Sejalan dengan itu, burung perkutut juga dipercaya membawa energi positif bagi pemiliknya, mulai dari ketenangan batin hingga keberuntungan.

“Burung perkutut dipercaya mendatangkan rezeki, ketenangan, dan karisma. Itu sebabnya hingga kini tetap populer sebagai hewan peliharaan,” ujar Ignatius Susriyanta, Ketua Panitia dari P3SI DIY.

Menariknya, burung perkutut juga memiliki nilai sejarah lintas negara.

Pada abad ke-14, burung ini pernah dijadikan hadiah diplomatik oleh Raja Sriwijaya kepada Raja Ramalima dari Siam (kini Thailand).

Di Thailand, perkutut dikenal dengan nama Nokcha Jawa, menandakan asal-usulnya dari tanah Jawa.

Filosofi Konkur Nasional Burung Perkutut di Jogja

Perlombaan ini selalu menjadi bagian dari rangkaian perayaan ulang tahun Undang-Undang Keistimewaan (UUK) DIY dan mendapat dukungan Dana Keistimewaan (Danais) dalam penyelenggaraannya.

Event ini mengusung filosofi “Hamemayu Hayuning Bawono”, yang berarti menjaga keharmonisan alam.

Oleh karena itu, setiap kompetisi akan ditutup dengan ritual pelepasan burung perkutut ke alam bebas, sebagai simbol harmoni antara manusia dan lingkungan.

“Filosofi yang dipegang adalah Hamemayu Hayuning Bawono, yang berarti menjaga harmoni alam. Karena itu setelah lomba biasanya ada prosesi pelepasan burung perkutut ke alam,” kata Paniradya Pati Paniradya Kaistimewan DIY Aris Eko Nugroho dalam diskusi Rembag Kaistimewaan (26/08/2025).

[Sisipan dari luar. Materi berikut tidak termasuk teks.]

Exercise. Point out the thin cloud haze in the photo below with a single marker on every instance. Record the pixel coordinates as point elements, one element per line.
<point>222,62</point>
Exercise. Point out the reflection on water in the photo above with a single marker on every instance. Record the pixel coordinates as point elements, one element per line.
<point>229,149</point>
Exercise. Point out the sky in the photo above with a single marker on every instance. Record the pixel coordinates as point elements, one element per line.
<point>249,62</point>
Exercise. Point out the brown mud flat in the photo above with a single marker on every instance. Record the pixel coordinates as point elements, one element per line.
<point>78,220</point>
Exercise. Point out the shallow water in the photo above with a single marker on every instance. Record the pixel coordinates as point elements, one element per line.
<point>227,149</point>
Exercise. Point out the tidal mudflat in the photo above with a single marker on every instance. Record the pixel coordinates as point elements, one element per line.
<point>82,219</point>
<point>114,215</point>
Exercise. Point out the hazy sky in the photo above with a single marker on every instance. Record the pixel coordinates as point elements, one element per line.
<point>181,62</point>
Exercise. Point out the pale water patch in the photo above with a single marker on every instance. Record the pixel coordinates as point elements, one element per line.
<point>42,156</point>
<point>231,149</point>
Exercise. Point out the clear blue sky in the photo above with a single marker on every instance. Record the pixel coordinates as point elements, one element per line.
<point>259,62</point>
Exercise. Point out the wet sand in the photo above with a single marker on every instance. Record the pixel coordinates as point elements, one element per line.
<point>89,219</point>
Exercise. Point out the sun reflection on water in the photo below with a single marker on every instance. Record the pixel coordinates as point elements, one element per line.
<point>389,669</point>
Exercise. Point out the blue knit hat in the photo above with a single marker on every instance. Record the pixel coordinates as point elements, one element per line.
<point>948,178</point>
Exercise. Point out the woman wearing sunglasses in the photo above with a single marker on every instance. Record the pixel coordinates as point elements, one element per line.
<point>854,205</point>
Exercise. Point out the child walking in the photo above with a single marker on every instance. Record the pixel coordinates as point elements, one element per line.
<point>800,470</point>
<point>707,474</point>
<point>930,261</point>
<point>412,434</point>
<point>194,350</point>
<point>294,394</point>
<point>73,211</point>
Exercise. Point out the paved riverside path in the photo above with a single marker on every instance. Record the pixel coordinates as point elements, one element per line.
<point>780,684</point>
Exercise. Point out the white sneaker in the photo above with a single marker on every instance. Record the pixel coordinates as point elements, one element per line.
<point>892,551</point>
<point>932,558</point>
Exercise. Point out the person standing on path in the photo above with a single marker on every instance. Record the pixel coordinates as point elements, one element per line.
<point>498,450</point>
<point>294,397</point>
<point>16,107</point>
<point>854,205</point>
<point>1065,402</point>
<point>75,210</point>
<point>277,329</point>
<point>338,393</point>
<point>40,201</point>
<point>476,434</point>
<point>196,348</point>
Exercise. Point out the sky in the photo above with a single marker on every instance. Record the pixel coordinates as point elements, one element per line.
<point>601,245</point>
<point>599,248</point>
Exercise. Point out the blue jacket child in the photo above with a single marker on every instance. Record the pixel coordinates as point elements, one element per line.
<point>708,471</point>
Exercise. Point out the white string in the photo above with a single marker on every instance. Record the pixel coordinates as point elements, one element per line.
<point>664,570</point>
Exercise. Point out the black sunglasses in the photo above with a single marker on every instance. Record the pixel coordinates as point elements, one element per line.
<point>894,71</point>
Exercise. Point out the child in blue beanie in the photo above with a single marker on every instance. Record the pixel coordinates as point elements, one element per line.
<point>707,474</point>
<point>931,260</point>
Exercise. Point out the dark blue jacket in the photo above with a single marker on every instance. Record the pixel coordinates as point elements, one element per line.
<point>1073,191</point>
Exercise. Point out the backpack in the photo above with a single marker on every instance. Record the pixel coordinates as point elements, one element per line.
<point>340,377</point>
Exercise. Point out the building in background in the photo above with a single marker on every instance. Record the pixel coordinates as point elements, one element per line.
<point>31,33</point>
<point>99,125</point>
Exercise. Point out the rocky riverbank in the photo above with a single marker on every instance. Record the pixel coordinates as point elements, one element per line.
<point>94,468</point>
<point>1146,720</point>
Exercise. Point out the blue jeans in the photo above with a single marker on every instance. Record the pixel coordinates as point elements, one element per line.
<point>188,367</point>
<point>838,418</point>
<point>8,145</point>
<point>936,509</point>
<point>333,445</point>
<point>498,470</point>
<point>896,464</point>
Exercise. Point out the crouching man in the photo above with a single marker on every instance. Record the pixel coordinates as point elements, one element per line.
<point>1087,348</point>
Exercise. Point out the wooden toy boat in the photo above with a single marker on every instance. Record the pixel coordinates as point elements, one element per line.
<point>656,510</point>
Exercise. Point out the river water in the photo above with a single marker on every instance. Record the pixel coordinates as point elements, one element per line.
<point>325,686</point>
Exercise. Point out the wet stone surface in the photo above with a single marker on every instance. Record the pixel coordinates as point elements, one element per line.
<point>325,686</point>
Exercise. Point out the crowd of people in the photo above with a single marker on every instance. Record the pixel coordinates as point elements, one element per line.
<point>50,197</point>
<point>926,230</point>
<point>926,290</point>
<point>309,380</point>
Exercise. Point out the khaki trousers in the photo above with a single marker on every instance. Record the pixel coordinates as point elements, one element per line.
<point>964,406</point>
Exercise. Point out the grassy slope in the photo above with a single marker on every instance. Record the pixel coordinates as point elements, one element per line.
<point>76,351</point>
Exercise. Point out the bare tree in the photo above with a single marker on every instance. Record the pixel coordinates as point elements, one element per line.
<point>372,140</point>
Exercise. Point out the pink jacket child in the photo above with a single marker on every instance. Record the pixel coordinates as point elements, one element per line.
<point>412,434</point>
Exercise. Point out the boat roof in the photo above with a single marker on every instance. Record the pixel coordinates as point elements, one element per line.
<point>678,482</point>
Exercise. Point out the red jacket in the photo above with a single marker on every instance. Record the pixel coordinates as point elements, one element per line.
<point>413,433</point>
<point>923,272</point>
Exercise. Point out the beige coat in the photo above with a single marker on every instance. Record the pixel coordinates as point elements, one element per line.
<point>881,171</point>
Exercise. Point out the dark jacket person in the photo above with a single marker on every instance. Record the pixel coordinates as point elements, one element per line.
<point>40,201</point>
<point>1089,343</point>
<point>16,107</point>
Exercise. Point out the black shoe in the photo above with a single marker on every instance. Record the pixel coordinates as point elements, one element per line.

Menurut Kepala Bidang Pengembangan Ekonomi Kreatif Dispar DIY Iwan Pramana, event burung perkutut ini berperan sebagai liga budaya yang mendukung pelestarian fauna lokal sekaligus memperkuat daya tarik wisata budaya di Jogja.

“Ini adalah upaya menjaga fauna lokal sekaligus menghadirkan atraksi budaya khas DIY,” jelasnya.

Selain kualitas suara, aspek estetika sangkar burung perkutut menjadi salah satu elemen penilaian.

Ini membuka peluang bagi pelaku UMKM dan ekonomi kreatif di Yogyakarta untuk ikut terlibat melalui produksi sangkar, aksesori, dan kebutuhan pendukung lainnya.

“Keberadaan ajang ini bahkan bisa menjadi magnet baru bagi wisatawan mancanegara,” ujar pemerhati pariwisata, Ike Janita Dewi.

Terlebih dengan dibukanya penerbangan langsung dari Yogyakarta International Airport (YIA) ke Bangkok, ajang seperti Konkurs Nasional Burung Perkutut 2025 dapat menjadi potensi wisata budaya yang mendunia.

Lebih lanjut, akan ada empat babak penilaian pada perlombaan ini, dengan fokus utama pada kualitas kicauan burung perkutut, penampilan sangkar, dan keutuhan presentasi secara keseluruhan.

Konkurs Nasional Seni Suara Alam Burung Perkutut Piala Raja Hamengku Buwono Cup 2025 yang menghidupkan nilai sejarah, filosofi budaya, dan daya tarik wisata menjadi ruang perayaan identitas budaya Jawa di tengah masyarakat modern.